The Gluster company was recently purchased by RedHat.

Now a bit about DropBox:

Dropbox is a Web-based file hosting service operated by Dropbox, Inc. that uses cloud storage to enable users to store and share files and folders with others across the Internet using file synchronization.

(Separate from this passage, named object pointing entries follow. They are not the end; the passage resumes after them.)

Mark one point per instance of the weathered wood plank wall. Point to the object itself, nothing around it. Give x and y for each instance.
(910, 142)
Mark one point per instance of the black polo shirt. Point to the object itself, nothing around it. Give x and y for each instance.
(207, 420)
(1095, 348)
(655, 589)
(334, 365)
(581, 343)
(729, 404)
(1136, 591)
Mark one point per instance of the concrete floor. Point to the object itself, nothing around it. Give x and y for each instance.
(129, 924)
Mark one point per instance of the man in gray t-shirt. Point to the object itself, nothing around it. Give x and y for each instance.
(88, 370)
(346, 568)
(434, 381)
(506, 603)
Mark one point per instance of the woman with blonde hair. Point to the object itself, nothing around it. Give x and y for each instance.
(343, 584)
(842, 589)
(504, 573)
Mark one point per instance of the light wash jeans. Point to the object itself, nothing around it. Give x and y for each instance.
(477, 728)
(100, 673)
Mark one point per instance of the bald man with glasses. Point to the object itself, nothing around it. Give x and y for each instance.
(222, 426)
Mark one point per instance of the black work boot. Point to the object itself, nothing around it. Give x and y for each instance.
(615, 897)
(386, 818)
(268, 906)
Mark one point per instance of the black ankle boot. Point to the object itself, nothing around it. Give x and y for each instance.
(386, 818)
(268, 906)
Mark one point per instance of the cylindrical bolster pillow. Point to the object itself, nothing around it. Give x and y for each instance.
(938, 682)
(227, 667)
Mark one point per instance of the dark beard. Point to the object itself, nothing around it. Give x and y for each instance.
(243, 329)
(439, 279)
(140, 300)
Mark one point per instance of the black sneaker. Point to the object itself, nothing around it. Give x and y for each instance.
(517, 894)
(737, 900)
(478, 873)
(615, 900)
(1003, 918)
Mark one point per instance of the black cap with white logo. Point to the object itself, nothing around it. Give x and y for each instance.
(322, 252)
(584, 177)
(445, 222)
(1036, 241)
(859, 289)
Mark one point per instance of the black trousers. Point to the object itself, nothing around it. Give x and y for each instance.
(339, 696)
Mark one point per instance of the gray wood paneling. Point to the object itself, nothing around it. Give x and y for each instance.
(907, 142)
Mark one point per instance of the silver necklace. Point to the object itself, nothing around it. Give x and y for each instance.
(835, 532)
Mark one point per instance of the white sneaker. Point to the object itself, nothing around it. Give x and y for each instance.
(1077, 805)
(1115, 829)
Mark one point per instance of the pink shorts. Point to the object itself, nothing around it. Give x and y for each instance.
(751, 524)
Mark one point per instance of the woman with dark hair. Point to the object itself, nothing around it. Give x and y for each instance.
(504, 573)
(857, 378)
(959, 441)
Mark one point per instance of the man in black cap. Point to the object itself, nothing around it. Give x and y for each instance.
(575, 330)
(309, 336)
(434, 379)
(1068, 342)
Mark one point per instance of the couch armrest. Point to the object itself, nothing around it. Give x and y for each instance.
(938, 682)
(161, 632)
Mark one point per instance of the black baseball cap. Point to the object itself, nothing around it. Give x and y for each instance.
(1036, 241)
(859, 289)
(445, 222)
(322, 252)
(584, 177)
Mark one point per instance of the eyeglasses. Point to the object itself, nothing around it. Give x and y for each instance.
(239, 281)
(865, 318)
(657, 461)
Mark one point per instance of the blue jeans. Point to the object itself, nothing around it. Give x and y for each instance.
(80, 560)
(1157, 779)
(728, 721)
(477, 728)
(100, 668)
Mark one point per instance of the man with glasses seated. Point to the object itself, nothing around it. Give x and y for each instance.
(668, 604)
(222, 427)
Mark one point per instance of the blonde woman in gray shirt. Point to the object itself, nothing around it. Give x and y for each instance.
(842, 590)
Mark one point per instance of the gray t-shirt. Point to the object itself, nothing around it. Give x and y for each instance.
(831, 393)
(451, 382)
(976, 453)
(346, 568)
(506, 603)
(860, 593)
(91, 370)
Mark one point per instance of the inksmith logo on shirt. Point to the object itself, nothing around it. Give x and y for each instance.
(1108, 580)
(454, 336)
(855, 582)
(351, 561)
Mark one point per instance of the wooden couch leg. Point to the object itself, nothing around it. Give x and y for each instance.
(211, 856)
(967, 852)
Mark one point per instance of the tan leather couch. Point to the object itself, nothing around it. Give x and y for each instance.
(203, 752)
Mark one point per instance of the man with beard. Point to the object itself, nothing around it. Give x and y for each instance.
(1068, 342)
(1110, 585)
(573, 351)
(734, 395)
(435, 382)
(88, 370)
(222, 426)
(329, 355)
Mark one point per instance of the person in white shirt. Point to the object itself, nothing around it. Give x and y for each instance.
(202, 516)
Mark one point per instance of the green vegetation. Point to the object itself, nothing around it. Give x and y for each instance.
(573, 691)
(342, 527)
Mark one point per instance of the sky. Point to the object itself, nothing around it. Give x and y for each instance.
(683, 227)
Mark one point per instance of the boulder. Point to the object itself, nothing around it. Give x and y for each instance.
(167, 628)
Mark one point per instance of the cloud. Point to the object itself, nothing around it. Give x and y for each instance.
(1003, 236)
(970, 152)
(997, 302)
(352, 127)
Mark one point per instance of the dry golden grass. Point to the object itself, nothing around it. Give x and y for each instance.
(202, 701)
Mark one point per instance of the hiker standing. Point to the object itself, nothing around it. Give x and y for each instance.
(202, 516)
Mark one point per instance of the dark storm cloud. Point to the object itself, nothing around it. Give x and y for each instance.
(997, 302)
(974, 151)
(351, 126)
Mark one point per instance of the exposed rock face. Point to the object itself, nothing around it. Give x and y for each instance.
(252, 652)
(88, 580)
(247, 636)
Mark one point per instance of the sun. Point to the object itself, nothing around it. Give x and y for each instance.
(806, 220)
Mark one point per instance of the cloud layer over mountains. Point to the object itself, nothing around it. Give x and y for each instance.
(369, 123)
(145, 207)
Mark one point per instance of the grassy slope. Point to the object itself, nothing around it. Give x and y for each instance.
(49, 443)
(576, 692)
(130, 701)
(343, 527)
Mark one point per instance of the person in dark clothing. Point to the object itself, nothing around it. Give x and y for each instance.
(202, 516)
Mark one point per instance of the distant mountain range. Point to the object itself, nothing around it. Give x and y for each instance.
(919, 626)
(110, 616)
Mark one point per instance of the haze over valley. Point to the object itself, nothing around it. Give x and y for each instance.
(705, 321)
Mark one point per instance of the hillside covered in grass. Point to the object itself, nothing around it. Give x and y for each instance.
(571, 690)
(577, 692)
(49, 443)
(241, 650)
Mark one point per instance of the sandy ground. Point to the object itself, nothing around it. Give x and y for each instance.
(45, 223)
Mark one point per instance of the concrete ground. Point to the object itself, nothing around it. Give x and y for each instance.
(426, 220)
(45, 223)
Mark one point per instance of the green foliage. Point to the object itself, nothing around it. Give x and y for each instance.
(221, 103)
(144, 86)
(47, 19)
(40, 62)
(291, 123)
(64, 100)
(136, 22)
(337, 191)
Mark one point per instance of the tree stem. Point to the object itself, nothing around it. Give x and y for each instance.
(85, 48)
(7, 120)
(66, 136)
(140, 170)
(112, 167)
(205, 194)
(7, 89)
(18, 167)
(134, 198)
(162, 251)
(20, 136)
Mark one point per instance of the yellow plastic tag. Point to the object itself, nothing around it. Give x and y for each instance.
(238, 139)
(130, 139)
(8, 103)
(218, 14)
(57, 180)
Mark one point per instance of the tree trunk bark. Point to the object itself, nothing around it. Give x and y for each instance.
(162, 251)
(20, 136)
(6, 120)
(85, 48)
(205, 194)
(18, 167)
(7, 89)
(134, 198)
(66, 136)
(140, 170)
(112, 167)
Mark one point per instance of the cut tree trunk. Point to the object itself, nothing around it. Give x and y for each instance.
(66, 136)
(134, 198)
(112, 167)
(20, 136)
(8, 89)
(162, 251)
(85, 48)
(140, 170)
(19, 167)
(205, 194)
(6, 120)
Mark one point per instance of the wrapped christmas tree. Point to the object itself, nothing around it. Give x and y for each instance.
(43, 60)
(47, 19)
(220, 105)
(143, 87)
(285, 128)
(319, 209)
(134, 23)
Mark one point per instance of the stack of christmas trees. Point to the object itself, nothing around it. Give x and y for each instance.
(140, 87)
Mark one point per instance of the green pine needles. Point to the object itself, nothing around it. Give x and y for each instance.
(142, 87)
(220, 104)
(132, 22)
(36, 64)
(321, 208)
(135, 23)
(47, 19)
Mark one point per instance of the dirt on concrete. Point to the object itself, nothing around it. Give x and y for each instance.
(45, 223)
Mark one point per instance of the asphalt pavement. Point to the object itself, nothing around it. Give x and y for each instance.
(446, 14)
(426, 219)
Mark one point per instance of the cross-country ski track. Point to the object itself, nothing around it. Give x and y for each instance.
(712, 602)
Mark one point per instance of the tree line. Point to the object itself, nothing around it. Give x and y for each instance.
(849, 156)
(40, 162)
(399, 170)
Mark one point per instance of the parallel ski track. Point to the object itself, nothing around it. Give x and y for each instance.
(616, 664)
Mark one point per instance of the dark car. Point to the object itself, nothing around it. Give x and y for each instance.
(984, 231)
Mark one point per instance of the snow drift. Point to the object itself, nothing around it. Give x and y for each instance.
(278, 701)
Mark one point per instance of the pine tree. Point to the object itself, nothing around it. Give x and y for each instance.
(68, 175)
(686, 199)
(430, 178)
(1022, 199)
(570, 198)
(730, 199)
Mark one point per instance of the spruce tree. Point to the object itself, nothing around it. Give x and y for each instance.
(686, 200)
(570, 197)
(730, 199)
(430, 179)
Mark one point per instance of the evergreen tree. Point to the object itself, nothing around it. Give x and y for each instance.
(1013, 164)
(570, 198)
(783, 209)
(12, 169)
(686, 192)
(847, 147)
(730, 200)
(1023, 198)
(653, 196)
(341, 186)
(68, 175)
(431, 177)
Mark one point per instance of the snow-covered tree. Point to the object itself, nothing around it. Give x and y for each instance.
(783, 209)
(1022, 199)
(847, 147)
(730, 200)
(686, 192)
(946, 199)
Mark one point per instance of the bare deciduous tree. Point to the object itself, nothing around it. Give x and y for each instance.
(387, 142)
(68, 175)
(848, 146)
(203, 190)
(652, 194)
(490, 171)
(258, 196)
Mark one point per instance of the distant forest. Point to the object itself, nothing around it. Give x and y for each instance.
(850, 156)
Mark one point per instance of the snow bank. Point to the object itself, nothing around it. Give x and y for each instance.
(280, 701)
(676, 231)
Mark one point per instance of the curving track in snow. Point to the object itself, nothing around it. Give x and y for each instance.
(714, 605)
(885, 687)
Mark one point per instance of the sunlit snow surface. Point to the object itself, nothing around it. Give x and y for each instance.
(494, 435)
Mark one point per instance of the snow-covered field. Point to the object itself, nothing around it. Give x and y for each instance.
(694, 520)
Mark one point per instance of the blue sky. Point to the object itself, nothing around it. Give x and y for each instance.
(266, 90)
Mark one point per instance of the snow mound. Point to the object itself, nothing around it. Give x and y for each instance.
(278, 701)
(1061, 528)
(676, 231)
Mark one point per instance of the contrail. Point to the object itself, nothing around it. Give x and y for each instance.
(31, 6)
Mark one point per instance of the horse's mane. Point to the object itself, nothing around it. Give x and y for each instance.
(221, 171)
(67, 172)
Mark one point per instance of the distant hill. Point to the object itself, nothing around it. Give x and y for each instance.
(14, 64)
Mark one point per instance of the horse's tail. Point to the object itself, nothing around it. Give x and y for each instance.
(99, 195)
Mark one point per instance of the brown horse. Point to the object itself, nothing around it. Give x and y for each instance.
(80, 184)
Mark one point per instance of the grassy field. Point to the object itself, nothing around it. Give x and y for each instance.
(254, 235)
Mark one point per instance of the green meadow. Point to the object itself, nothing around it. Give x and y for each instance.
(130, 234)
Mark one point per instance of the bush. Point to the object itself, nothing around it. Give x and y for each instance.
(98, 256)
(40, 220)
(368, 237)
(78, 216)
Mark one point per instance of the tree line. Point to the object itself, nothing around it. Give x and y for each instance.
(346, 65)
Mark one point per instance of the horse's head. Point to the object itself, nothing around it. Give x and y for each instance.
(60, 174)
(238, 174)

The portion of DropBox I’ve tried to duplicate is the storage part.  File Sharing with other users is not a goal here.  I need access to my data no matter where I am, even if I don’t have my laptop with me, and I like my data backed up offsite.  In my case, the offsite data is behind a VPN, so all I need to get access to my latest data is something that can attach to the VPN.  My iPhone can do that.  Data syncing works only on the following OS’s (the OS needs good FUSE support:

Recommended: Redhat Enterprise GNU/Linux on x86-64 architecture and Ext3 file system
Tested and Supported: Fedora, Debian, CentOS, Ubuntu GNU/Linux on x86-64 architecture and Ext3 (or Ext4 from Linux-2.6.30 onwards) file system, Oracle Solaris 64bit + ZFS
Known to Work: Mac OS X 64bit + HFS+, FreeBSD 64bit + UFS

GlusterFS is fairly portable to any 64-bit POSIX compliant operating system and disk file system with extended attribute support. Native client port requires FUSE device support.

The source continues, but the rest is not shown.